私はうんうん唸りながら、手で地面に意味をなさない何かを描く。
しばらく考えたが、無理だった。
「なんだったかなぁ本当に…」
もやもやしているのが気持ち悪いが、思い出せないものは仕方が無い。私は溜息をつくと、ゆっくりと立ち上がった。
「とりあえず、服だな」
普通なら喚くところだが、あいにく宮元はそんな人間じゃない。
女子力欠如、未確認生物。そう呼ばれた女を舐めるな。
不幸中の幸いとして、更地の土はサラサラとしていた。歩いても痛くない。
毒を持つ生き物がいない事を祈りながら、さっさか歩くことにする。
「…………あれ」
暫く歩くと、更地にぽつんと建つ一軒家を発見した。やはりどこか見覚えのあるデザインで、さらに首を傾げることにはなったが、とにかく建物がある。
「…刺激的すぎるかな」
中にいる人がロリコンだったらどうしよう、なんてことをわりと真剣に考えながら、その一軒家に近づいた。
こっそり中を覗くために窓を覗いてみる。
「あれっ?!空き家?!」
無駄になったが。
思わず窓に張り付いた。中が明らか空き家だったからだ。
黒く変色した木で作られた椅子とテーブル、ボロボロになったカーテン、虫食いだらけの壁、色んな破片の飛び散る床。
つい最近のものではない雰囲気が漂っていた。
壁に沿って歩くと、これまたボロボロになった扉を2つ見つけた。比較的大きい方は押しても引いても上げても下げてもスライドさせても開かなかったので、ぐるりと一周しながら小さい扉の方に戻る。
小さい扉から少し離れたところに看板が立っていたが、今は無視した。
「神は私に押せと言っている!」
私はそんなことを呟いて、扉を押してみた。
ぎしぃい
軋んだ音が大きく響き、人一人が通れるくらいの隙間があく。
AとBの中間サイズな胸を持つ私の敵ではない。
すんなり入った。ちょっと殴りたくなった。
中に入ると、思いの外明るい。そして、やはりどこか見覚えのあるものだった。
私がいるのは、水道があるのを見ると、どうやら台所らしい。この扉は勝手口だったのか。なるほど。
「……あれ、この花……」
台所を出て、リビングらしきところに出る。そこには枯れた植物が生けられた古い花瓶があった。ぎりぎり花に見える。
「…いや、でも、……!棚!」
見覚えのある花を見かけて、私は一つの仮定を考えた。が、それはとても現実的ではないものだった。
嫌な考えに流石の私でも冷や汗が垂れた。
それをどうにか否定しようと、リビングに置いてある棚に駆け寄った。その中にとある物が入っていれば、もう、仮定は仮定ではなくなる。
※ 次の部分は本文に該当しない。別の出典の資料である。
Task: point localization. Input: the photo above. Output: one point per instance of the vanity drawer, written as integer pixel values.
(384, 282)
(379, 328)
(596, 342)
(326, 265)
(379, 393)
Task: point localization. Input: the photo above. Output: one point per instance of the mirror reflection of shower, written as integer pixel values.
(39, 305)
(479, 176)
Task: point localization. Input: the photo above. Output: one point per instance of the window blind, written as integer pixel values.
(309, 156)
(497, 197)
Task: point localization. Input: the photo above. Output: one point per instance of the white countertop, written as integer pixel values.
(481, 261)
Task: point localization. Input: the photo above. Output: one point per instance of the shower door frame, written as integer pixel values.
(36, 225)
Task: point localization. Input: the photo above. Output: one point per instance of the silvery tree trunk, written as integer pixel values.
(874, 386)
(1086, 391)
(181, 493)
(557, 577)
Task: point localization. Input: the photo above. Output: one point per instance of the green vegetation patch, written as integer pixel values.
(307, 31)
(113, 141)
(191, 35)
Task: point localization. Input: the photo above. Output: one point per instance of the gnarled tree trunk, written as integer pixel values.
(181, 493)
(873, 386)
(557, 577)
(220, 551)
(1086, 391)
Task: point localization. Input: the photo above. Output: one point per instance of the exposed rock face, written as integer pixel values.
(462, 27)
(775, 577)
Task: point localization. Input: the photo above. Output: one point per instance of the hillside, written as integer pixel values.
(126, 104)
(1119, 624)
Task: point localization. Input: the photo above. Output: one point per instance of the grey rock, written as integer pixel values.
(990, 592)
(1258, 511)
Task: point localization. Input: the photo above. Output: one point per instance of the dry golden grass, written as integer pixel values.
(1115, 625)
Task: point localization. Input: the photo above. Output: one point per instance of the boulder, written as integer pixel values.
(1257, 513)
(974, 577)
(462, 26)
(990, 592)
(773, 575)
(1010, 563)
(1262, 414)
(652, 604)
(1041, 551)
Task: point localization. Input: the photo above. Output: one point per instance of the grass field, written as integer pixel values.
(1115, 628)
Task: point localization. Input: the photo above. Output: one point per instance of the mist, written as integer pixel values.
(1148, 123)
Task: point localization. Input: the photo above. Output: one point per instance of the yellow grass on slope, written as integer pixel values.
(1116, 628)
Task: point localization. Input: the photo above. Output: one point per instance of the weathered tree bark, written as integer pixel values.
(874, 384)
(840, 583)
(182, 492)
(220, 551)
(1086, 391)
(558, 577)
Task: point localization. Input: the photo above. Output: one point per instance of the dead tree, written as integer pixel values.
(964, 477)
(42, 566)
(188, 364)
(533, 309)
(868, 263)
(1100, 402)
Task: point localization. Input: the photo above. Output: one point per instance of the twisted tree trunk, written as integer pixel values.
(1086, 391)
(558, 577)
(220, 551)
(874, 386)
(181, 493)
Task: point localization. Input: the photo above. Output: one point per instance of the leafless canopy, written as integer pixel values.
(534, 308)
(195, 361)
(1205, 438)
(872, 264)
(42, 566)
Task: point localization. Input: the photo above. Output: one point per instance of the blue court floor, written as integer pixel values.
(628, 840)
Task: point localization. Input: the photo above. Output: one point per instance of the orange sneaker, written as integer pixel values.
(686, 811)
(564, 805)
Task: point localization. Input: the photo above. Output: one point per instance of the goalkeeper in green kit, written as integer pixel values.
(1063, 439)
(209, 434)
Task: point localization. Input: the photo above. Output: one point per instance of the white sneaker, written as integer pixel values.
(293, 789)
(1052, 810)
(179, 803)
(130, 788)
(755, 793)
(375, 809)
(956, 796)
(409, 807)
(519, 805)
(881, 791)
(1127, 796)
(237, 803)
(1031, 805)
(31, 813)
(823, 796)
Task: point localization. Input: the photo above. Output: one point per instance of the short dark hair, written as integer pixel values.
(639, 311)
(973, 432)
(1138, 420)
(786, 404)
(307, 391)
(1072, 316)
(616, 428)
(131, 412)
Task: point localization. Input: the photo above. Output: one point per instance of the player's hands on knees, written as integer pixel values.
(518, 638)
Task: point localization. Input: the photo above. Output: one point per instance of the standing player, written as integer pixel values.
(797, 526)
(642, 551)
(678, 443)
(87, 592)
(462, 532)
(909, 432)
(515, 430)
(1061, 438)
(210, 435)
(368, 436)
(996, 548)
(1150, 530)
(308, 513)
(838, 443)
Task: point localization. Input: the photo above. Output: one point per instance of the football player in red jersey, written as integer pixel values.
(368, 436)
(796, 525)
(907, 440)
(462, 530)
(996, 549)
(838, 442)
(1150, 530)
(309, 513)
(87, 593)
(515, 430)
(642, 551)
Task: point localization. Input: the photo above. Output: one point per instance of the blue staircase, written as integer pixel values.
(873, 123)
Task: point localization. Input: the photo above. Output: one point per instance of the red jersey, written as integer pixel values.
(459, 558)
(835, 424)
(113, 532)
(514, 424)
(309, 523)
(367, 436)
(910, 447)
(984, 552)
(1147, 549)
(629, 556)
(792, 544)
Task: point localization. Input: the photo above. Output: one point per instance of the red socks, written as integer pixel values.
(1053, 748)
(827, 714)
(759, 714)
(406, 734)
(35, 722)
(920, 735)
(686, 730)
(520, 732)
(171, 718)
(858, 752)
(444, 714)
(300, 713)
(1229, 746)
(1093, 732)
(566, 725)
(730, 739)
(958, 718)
この時点で私は気付くべきだった。というか、なぜ気付かなかったのか。
「…癒しの草…ある…」
見覚えのある更地。
見覚えのある一軒家。
見覚えのある家の中。
見覚えのある、花。
どうして忘れていたのか。どうして気付かなかったのか。私はあんなにもハマっていたのに。極めていたのに。
私はたまらず、勝手口から外へと飛び出した。
少し離れたところに立っている看板に駆け寄る。
「……嘘」
『更地の空き家』
そこには、全世界共通オンラインゲーム『キーパー―語り継ぎし血―』の最初のステージの名前が記されていた。